Booroona Walking Trail, Rasmussen
This narrow footpath runs beside the rIver between Loam Island and Apex Park. We explored part of this walk way back in 2012 and you can read more about it here. You can start at either end and walk under the shade of tall paperbarks, eucalypts, casuarinas and Leichhardt trees, crossing a small bridge and timber boardwalk, before retracing your steps. At roughly half-way the track is interrupted by a community facility including large boat shed and parking area, but you can pick it up again on the other side. Near the boatshed is an area of the riverbank which Landcare re-vegetated a number of years ago. The track skirts around this, but it is easy to stay close to the river and wander through the well-established plantings. There are tranquil river views along the length of the track and it is much less-used than the bike track that runs close to the road, so you are unlikely to meet many people to have to “keep your distance” from. A note about parking – since my visit last week the Loam Island boat ramp has been closed, which might mean you are unable to drive down the access road to the parking areas. You may be able to pull over off the road or, if you start your walk at Apex Park, there is parking available at a shopping centre across the road. Obviously if signs prohibit access to walkers as well as boaties, at either park, you must obey them!

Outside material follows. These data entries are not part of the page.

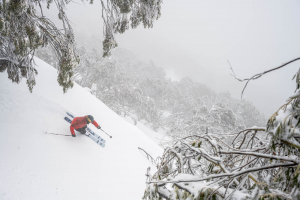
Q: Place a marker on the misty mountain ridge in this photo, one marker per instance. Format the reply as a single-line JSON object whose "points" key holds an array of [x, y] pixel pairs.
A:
{"points": [[144, 92]]}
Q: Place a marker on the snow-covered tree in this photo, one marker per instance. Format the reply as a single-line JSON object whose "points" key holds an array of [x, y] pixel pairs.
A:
{"points": [[24, 28], [255, 163]]}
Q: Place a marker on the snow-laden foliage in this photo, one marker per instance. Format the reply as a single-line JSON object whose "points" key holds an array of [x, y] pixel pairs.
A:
{"points": [[142, 91], [255, 163], [24, 28]]}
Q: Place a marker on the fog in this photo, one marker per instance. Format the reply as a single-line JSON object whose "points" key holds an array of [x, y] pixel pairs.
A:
{"points": [[197, 38]]}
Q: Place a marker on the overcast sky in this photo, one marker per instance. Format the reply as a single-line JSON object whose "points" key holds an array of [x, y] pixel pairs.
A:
{"points": [[195, 38]]}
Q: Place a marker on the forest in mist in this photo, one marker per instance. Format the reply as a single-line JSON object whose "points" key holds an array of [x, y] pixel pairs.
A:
{"points": [[217, 146], [142, 90]]}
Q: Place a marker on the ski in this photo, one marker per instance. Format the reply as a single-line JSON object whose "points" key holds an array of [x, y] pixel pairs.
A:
{"points": [[89, 130], [102, 144]]}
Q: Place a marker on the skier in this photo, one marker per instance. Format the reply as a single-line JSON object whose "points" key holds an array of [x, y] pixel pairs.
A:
{"points": [[80, 124]]}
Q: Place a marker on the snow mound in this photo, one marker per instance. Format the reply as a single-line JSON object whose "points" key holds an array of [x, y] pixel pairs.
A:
{"points": [[36, 165]]}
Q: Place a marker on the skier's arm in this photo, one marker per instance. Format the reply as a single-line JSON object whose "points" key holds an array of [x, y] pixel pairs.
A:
{"points": [[96, 124], [72, 130]]}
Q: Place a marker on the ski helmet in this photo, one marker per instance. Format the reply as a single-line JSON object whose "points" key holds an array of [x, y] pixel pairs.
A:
{"points": [[90, 118]]}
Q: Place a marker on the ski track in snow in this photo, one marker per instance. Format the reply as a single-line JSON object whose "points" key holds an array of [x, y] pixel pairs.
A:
{"points": [[36, 165]]}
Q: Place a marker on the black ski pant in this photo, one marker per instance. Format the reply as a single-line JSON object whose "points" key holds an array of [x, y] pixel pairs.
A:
{"points": [[82, 130]]}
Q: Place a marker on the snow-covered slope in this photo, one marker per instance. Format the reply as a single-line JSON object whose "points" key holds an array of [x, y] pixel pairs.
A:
{"points": [[36, 165]]}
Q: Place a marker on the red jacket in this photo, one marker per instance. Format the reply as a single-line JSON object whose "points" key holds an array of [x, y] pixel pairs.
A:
{"points": [[79, 122]]}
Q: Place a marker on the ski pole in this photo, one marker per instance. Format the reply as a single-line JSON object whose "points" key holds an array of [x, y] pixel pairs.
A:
{"points": [[58, 134], [106, 133]]}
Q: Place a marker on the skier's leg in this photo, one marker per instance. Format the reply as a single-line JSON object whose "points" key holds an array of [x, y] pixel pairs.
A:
{"points": [[82, 130]]}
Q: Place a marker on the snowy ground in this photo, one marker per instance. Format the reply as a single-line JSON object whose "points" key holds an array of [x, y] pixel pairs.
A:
{"points": [[36, 165]]}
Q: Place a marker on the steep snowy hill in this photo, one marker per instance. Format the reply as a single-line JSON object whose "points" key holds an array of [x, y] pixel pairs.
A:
{"points": [[36, 165]]}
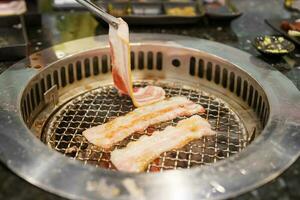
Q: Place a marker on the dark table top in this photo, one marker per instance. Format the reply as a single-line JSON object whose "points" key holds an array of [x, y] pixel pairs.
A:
{"points": [[59, 27]]}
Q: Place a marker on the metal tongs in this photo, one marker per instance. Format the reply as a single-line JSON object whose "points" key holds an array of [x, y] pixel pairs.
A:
{"points": [[99, 11]]}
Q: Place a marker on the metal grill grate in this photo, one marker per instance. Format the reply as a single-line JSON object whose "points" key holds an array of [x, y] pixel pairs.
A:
{"points": [[103, 104]]}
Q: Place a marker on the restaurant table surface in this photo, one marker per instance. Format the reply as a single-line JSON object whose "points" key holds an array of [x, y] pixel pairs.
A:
{"points": [[58, 27]]}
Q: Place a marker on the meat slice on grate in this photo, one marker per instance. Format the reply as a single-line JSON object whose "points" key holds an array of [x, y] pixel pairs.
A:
{"points": [[137, 155], [121, 69], [106, 135]]}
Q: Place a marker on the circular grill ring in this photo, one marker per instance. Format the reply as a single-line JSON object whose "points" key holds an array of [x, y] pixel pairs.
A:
{"points": [[265, 158]]}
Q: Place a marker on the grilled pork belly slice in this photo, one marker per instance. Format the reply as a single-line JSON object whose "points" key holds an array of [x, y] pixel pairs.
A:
{"points": [[137, 155], [121, 68], [106, 135]]}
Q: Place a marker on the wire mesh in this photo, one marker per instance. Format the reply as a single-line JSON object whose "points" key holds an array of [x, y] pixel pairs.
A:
{"points": [[103, 104]]}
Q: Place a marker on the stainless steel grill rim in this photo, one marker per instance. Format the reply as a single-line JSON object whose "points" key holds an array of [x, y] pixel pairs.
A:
{"points": [[267, 156]]}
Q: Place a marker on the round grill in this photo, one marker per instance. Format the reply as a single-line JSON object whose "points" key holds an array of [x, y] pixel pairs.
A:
{"points": [[69, 89], [103, 104]]}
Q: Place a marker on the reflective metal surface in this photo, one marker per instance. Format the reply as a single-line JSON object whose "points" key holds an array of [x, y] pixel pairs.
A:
{"points": [[265, 158]]}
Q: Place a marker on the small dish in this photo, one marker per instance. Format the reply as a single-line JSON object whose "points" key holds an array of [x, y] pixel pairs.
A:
{"points": [[273, 45], [217, 10]]}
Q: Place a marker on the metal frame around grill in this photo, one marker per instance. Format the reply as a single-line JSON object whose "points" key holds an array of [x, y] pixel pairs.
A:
{"points": [[265, 158]]}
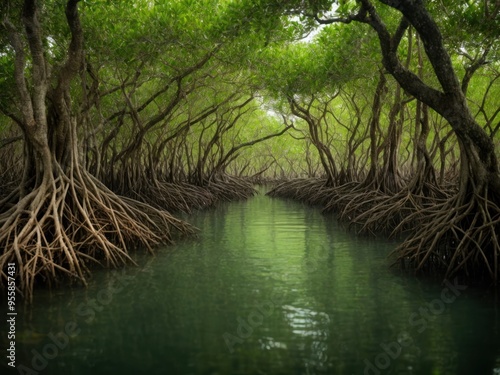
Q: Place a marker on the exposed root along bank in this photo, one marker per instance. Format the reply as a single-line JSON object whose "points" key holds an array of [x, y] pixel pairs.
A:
{"points": [[445, 233], [185, 197], [61, 227], [455, 237]]}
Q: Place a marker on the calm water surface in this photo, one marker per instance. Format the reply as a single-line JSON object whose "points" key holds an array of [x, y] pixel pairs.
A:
{"points": [[269, 287]]}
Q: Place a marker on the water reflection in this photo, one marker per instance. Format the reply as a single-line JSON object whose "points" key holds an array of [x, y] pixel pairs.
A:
{"points": [[269, 287]]}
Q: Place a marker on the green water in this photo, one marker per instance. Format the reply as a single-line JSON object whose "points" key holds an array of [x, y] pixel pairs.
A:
{"points": [[269, 287]]}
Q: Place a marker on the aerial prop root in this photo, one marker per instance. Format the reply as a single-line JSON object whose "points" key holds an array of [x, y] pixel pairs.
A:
{"points": [[71, 221], [458, 236]]}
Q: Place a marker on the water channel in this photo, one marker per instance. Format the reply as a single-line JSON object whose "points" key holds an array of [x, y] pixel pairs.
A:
{"points": [[269, 287]]}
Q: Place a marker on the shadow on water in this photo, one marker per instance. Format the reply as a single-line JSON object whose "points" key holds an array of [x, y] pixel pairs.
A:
{"points": [[269, 287]]}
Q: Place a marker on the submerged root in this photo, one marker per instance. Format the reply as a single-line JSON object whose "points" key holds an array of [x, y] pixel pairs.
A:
{"points": [[61, 227]]}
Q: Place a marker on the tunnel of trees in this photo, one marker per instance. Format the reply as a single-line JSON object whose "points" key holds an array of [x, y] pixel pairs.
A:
{"points": [[115, 116]]}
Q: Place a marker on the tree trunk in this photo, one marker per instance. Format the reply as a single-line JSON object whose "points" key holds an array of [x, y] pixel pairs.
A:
{"points": [[62, 218]]}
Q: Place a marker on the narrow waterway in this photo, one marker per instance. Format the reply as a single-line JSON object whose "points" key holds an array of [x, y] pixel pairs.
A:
{"points": [[269, 287]]}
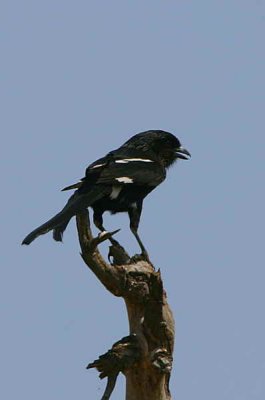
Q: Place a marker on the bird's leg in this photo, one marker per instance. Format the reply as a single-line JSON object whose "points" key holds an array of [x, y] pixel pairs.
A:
{"points": [[134, 215], [98, 221], [117, 254]]}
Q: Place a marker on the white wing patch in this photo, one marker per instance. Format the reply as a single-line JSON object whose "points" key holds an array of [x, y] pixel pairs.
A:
{"points": [[115, 192], [127, 160], [124, 179], [98, 166]]}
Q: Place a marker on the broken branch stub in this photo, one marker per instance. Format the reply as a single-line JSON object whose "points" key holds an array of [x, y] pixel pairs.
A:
{"points": [[145, 356]]}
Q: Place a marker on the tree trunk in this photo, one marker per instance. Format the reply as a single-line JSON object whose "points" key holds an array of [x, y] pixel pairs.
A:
{"points": [[145, 356]]}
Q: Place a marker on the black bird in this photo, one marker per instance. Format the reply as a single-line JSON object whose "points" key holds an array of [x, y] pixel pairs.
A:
{"points": [[119, 182]]}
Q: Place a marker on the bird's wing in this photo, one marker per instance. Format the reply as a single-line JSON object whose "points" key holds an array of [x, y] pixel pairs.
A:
{"points": [[138, 171]]}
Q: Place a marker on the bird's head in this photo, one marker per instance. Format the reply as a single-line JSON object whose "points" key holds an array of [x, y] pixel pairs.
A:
{"points": [[166, 147]]}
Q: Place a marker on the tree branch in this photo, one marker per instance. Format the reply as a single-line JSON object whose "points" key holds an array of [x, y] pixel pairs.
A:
{"points": [[145, 356]]}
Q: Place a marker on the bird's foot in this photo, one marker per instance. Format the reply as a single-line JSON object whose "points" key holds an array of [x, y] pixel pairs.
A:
{"points": [[141, 257], [117, 254], [102, 237]]}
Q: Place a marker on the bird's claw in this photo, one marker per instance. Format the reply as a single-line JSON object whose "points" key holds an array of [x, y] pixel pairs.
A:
{"points": [[140, 257]]}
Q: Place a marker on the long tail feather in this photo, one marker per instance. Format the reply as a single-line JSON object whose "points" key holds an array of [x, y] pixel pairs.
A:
{"points": [[59, 222]]}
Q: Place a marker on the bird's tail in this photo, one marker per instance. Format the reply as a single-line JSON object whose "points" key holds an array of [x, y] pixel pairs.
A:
{"points": [[59, 222]]}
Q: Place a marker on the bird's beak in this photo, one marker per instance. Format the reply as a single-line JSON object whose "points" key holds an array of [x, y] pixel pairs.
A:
{"points": [[183, 153]]}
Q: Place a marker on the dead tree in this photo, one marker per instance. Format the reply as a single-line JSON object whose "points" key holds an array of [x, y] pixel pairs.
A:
{"points": [[145, 355]]}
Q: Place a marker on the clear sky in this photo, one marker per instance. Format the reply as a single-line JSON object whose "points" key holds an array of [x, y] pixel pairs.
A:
{"points": [[78, 78]]}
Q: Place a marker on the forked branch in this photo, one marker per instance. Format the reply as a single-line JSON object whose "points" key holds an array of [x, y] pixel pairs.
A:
{"points": [[145, 356]]}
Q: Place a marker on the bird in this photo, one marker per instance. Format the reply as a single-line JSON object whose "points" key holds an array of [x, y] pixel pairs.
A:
{"points": [[119, 182]]}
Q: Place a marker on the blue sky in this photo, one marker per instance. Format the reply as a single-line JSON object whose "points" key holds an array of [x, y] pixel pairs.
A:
{"points": [[77, 80]]}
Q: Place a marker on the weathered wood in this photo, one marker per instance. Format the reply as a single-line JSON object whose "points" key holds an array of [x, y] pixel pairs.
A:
{"points": [[145, 356]]}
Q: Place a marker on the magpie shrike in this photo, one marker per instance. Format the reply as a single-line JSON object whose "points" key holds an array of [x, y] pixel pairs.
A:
{"points": [[119, 182]]}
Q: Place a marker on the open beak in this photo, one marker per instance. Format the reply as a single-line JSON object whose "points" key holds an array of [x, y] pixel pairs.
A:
{"points": [[183, 153]]}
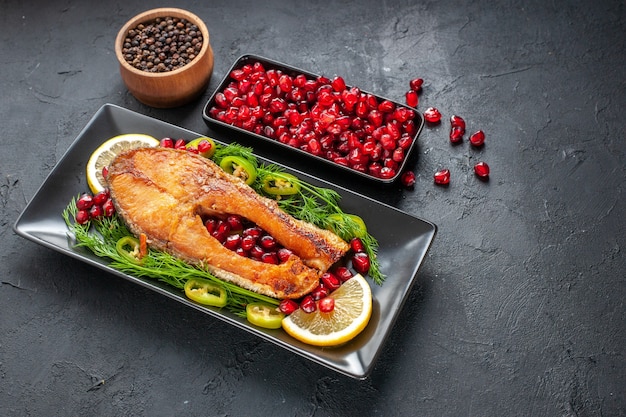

Bush Garden to Sherriff Park, Mundingburra
This walk will be more familiar to most readers, and we included part of it in a 2013 field trip, but I always find it rewarding. Again, you can start at either end but, if starting from the Bush Garden, park at the end of Thompson Street (which runs down beside the Cathedral School) and instead of following the bike track, walk a short way across the grass towards the river, to find the way into the Bush Garden. When you reach Aplins Weir it is worth making a detour onto the footbridge to look for the striated heron that likes to fish there. Return to the bike track and continue along the Mundingburra bank to Sherriff Park. Along the way do stop to admire the fantastic work done by CDTLI (Coastal Dry Tropics Landcare) in clearing the bank of leucaena and guinea grass and re-planting it with native species. At Sherriff Park a track leads down, past more Landcare plantings, to a bend in the river and an expanse of saltwater couch beloved by wallabies. It is worth exploring this as there is always something to see. On my recent excursion a flock of masked lapwings were gathered on the mud, an intermediate and little egret were fishing, two pelicans sailed into view and an osprey perched on a mangrove, close enough for identification without binoculars, which I had forgotten, and a (blurry) photo. This walk will be busier than the other two described here, but the bike track along the Mundingburra bank passes through a wide area of parkland between housing and river so it’s easy to step off onto the grass if you need more personal space.
Environmental Park, South Townsville
Established as a buffer zone between the Port and nearby South Townsville housing, I have wandered through this Park a number of times after first discovering it several years ago. Access is from the far end of Boundary Street or from Hubert Street – if the latter, take the second last left turn from Boundary Street into Hubert Street and follow right to the end. Annoyingly what looks like a perfect parking area at the Boundary Street entrance is marked “No standing” so you would need to park a bit further back, outside the last houses on that side of the road. From either access point, wide concrete walkways lead through the Park but you can diverge from these and explore more thoroughly. This part of the Park is planted with native species and is very shady. At the Hubert Street entrance there is a sign with information about the Gurambilbarra Wulgurukabba traditional owners, their culture and use of this land at the mouth of Ross River. Across Hubert Street the park continues but changes shape and character with open areas of mown grass and rows of mango trees, presumably the remnants of someone’s orchard, eventually tapering off along Cannan Street. This is not a park for vigorous exercise but makes for an interesting wander and you are unlikely to encounter more than two or three other walkers, with or without canine companions!
* Re the title of this post, I offer apologies to the late Colombian author, Gabriel Garcia Marquez (1927-2014), for the adaptation of the title of perhaps his best known novel, “Love in the time of cholera”.